A quinta remessa foi disponibilizada pelo Pentágono na sexta-feira, 7 de agosto de 2026, e contém 41 arquivos. Os registros foram produzidos por diferentes órgãos, entre eles Pentágono, FBI, CIA, Departamento de Estado e Escritório Executivo da Presidência. Os documentos abrangem acontecimentos registrados entre 1950 e 2026.

A liberação faz parte do Presidential Unsealing and Reporting System for UAP Encounters (PURSUE), programa criado para localizar, revisar, retirar o sigilo e publicar documentos relacionados aos fenômenos. O primeiro lote foi apresentado em 8 de maio. Desde então, outras remessas foram liberadas em maio, junho, julho e agosto.

Embora alguns casos chamem atenção pelas características descritas, os arquivos não apresentam uma comprovação definitiva da existência de naves ou seres extraterrestres. O que a documentação confirma é que autoridades norte-americanas registraram e investigaram ocorrências que, por falta de informações suficientes, continuam oficialmente sem identificação.

Esferas detectadas durante operação militar

Um dos registros mais importantes envolve uma aeronave militar AC-130J, utilizada pelas Forças de Operações Especiais dos Estados Unidos durante um exercício com munição real no Golfo de Omã, em setembro de 2021.

Segundo um relatório de inteligência anexado aos vídeos, os militares observaram aproximadamente 25 ocorrências envolvendo objetos ou sinais não identificados. Os fenômenos teriam aparecido nos sensores infravermelhos como “esferas frias”, deslocando-se em diferentes formações e realizando manobras consideradas incomuns.

O documento estima velocidades entre 250 e 1.300 milhas por hora, equivalentes a aproximadamente 400 e 2.090 quilômetros por hora. O relatório também afirma que alguns dos objetos pareceram reagir aos disparos realizados pela aeronave durante o treinamento.

Foram publicados seis vídeos relacionados ao episódio. As gravações, entretanto, foram feitas com telefones celulares direcionados para as telas dos equipamentos da aeronave, o que limita a qualidade das imagens e dificulta uma análise independente.

O Escritório de Resolução de Anomalias em Todos os Domínios (AARO), responsável pelas investigações do Pentágono, não conseguiu determinar a natureza dos objetos.
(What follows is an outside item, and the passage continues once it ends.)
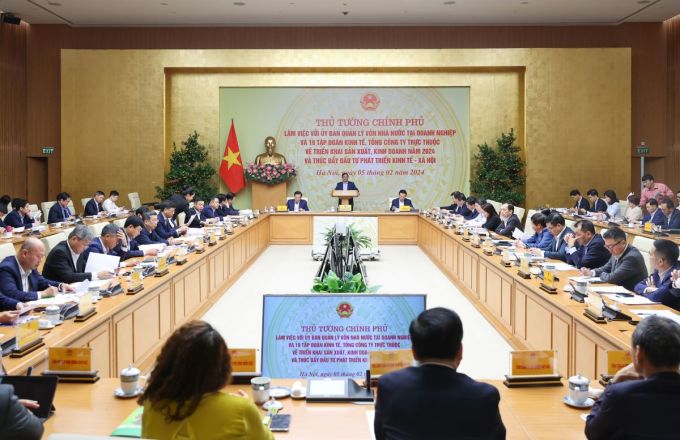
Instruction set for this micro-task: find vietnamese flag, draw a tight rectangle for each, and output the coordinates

O caso permanece classificado como não resolvido.

Objeto triangular teria encoberto estrelas no Afeganistão

Outro documento apresenta o depoimento de um ex-piloto militar entrevistado pelo FBI em 2024. Ele relatou uma experiência ocorrida em 2002, quando estava na Base Aérea de Bagram, no Afeganistão.

De acordo com o depoimento, por volta das 4h30, as estrelas começaram a desaparecer em uma parte do céu, como se algo muito grande estivesse passando sobre a região. A testemunha descreveu o objeto como uma estrutura semelhante a um triângulo equilátero, sem iluminação e que se movimentava silenciosamente, mantendo velocidade e altitude constantes.

O piloto estimou que a estrutura poderia ter cerca de 500 pés de extensão, aproximadamente 152 metros. Outro militar que estava no local também teria observado o fenômeno.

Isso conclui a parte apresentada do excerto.